A long time ago, as new-ish developer, I was building a system that needed to ta...

Rapzid · on May 27, 2019

The biggest gotcha in a design like this IMHO is that you can't post and delete atomically. You may post the new work into the queue and then a failure to delete could occur and the work will stack.

Depending on the workload this could be not a big deal or very expensive. Treating a queue as a database, particularly queues that can't participate in XA transactions, can get you in trouble quick.

nine_k · on May 28, 2019

With a realistic, that is, not 100% reliable, queue you can have either "at most once" or "at least once" delivery anyway. "Exactly once" can't be guaranteed.

So a duplicate message should be processed as normal anyway, e.g. by deduplication within a reasonable window, and/or by having idempotent operations.

Rapzid · on May 28, 2019

Yes, it depends on the workload.

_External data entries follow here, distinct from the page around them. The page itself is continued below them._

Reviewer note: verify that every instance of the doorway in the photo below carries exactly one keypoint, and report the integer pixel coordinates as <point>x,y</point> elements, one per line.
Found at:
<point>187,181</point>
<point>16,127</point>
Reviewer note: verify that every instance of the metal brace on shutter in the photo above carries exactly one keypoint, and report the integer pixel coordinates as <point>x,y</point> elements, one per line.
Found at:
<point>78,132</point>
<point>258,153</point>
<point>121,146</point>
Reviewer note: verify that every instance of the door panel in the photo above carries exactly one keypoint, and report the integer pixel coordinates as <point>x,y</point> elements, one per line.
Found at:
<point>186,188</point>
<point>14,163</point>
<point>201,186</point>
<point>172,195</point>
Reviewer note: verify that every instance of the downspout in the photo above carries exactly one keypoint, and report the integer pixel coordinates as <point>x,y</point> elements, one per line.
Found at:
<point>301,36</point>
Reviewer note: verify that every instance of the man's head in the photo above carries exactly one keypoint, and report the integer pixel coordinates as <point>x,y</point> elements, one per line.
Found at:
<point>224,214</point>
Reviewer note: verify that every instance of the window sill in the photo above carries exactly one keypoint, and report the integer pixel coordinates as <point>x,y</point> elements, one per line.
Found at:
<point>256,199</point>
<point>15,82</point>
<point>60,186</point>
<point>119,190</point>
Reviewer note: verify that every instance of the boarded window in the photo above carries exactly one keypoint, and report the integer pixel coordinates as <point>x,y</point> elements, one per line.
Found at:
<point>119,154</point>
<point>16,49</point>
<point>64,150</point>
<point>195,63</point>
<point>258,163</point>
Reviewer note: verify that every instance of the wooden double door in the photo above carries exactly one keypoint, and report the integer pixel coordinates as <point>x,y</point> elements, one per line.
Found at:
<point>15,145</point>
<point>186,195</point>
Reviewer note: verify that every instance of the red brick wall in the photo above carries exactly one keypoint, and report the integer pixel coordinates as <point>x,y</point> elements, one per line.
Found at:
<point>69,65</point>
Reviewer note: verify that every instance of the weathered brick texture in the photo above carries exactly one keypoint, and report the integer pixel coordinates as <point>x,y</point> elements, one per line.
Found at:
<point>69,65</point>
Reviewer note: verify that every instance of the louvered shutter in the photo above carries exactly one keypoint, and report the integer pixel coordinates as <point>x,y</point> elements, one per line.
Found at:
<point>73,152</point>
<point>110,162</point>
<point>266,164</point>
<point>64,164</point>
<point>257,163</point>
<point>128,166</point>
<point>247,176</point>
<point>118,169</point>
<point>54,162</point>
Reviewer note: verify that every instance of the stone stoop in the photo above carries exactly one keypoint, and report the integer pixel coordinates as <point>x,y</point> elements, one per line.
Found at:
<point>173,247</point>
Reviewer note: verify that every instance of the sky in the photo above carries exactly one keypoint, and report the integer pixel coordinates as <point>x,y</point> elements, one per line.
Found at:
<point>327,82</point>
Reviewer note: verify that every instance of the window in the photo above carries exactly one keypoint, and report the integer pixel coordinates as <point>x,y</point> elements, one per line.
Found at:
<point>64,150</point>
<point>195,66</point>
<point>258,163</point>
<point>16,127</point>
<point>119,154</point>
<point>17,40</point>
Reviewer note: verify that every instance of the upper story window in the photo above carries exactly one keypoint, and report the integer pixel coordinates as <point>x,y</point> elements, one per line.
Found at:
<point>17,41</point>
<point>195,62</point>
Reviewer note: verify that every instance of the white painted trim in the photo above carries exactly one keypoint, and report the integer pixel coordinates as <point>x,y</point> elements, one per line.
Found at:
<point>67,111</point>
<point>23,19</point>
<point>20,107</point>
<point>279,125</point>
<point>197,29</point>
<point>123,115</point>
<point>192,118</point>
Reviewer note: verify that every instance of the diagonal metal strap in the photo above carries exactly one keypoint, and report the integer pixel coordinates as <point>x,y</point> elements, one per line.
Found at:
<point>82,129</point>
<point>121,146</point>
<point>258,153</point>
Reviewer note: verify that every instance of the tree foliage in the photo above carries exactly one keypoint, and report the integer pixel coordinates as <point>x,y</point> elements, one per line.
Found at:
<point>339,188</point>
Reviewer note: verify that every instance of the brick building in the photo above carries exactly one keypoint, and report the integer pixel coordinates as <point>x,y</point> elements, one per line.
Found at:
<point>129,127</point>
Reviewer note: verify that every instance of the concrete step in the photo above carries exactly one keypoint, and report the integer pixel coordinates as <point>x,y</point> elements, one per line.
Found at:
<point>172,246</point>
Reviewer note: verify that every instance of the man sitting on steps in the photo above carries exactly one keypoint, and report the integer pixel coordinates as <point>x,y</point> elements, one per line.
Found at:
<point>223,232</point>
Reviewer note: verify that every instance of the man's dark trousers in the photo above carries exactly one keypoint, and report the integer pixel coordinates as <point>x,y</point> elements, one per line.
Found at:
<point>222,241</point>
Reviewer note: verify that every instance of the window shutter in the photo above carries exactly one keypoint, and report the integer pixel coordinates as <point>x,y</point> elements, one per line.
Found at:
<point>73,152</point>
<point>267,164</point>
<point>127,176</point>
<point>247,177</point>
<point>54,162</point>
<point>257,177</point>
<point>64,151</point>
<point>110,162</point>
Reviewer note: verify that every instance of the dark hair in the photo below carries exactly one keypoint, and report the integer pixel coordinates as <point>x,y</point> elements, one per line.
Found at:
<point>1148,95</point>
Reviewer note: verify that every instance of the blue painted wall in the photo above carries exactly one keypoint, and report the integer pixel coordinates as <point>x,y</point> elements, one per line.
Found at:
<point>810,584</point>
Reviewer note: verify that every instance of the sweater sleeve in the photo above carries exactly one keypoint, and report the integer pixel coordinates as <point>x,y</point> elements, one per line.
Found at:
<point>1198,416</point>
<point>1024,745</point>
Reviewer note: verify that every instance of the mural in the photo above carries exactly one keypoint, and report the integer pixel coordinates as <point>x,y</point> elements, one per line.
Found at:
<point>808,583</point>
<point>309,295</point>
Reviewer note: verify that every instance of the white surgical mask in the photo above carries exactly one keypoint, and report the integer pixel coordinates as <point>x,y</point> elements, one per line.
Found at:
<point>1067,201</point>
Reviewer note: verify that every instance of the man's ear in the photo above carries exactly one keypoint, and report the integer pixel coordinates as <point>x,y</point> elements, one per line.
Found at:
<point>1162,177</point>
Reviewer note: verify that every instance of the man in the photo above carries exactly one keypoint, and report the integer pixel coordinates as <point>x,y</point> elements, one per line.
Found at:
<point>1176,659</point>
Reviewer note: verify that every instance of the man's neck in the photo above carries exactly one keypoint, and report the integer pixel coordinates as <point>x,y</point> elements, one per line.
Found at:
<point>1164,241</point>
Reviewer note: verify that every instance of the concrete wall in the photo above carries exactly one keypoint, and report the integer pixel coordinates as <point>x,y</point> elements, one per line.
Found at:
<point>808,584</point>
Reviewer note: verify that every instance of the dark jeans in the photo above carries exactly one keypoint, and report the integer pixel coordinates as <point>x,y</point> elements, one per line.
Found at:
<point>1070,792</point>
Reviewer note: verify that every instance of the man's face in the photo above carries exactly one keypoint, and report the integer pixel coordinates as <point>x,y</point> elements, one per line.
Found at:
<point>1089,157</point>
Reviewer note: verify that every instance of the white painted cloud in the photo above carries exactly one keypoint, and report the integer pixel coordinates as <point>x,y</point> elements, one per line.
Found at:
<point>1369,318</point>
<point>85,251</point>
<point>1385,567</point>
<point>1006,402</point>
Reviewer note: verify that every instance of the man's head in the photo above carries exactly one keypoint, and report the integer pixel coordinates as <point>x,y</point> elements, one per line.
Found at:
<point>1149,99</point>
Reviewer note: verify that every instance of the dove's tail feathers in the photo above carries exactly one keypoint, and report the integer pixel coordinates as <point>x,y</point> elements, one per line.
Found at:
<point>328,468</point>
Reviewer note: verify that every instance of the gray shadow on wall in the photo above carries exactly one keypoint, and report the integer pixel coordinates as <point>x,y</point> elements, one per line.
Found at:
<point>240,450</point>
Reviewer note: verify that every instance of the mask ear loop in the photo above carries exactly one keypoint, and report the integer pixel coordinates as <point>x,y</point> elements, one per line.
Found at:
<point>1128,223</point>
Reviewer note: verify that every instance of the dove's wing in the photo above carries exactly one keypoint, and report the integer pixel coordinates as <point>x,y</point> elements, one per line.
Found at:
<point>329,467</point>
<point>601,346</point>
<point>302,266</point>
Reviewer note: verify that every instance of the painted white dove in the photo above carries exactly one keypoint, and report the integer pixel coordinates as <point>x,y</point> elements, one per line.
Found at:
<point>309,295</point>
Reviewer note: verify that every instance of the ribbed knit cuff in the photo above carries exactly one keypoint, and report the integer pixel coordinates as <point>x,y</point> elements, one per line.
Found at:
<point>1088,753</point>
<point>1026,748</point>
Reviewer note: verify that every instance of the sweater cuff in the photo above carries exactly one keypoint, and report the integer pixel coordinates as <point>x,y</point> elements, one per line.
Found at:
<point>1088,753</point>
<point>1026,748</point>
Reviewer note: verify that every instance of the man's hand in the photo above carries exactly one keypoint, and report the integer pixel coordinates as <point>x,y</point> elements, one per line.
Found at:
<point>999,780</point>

Idempotency is typically always a good idea, but sometimes the operation itself is very expensive in terms of time, resources, and/or money. I have also seen people try to update the message when writing it back(with checkpoint information and etc) for long running processes. A slew of issues, including at least once delivery, can cause workflow bifurcation. Deduplication via FIFO _can_ help mitigate this, but it has a time window that needs to be accounted for. Once you start managing your own deduplication I'd say it has moved past trying to go databaseless.

kondro · on May 28, 2019

But you could adjust the message visibility timeout of the message you received so that it appears back later in the queue itself.

Rapzid · on May 28, 2019

For this specific use case, as described, this sounds like a possible very good approach.

kondro · on May 28, 2019

One thing to be aware of for this approach though is that you can only have 120k in-flight messages per queue.

bkanber · on May 27, 2019

Why are you horrified at a design that works well, scales well, is resilient enough for its use case, and is low cost? The whole point of an engineering design process is to find designs that meet these types of requirements. Honestly, this sounds like the perfect solution for what you're trying to accomplish.

mabbo · on May 29, 2019

Because looking at it now, something feels deeply wrong about it, haha. Honestly, if I'd used a database it probably would have opened up a few more options for future work.

I can't do any analytics about how long things typically take, who my biggest users are, etc. I mean, I could, but I'd have to add a datastore for that.

Adding new details to the parameters of the system requires very careful work to make all changes backwards and forwards compatible so that mid-deployment we don't have messages being pushed that old hosts can't process or new hosts seeing old messages they don't understand. That's good practice generally, but it's super mission critical to get right this way.

Also, a dropped message is invisible. SQS has redrive, sure, and that helps but if there were a bug, an edge case, where the system stopped processing something and quietly failed, that processing would just stop and we'd never know. If the entries were in a datastore, we'd see "Hey, this one didn't finish and I havne't worked on it lately, what gives?".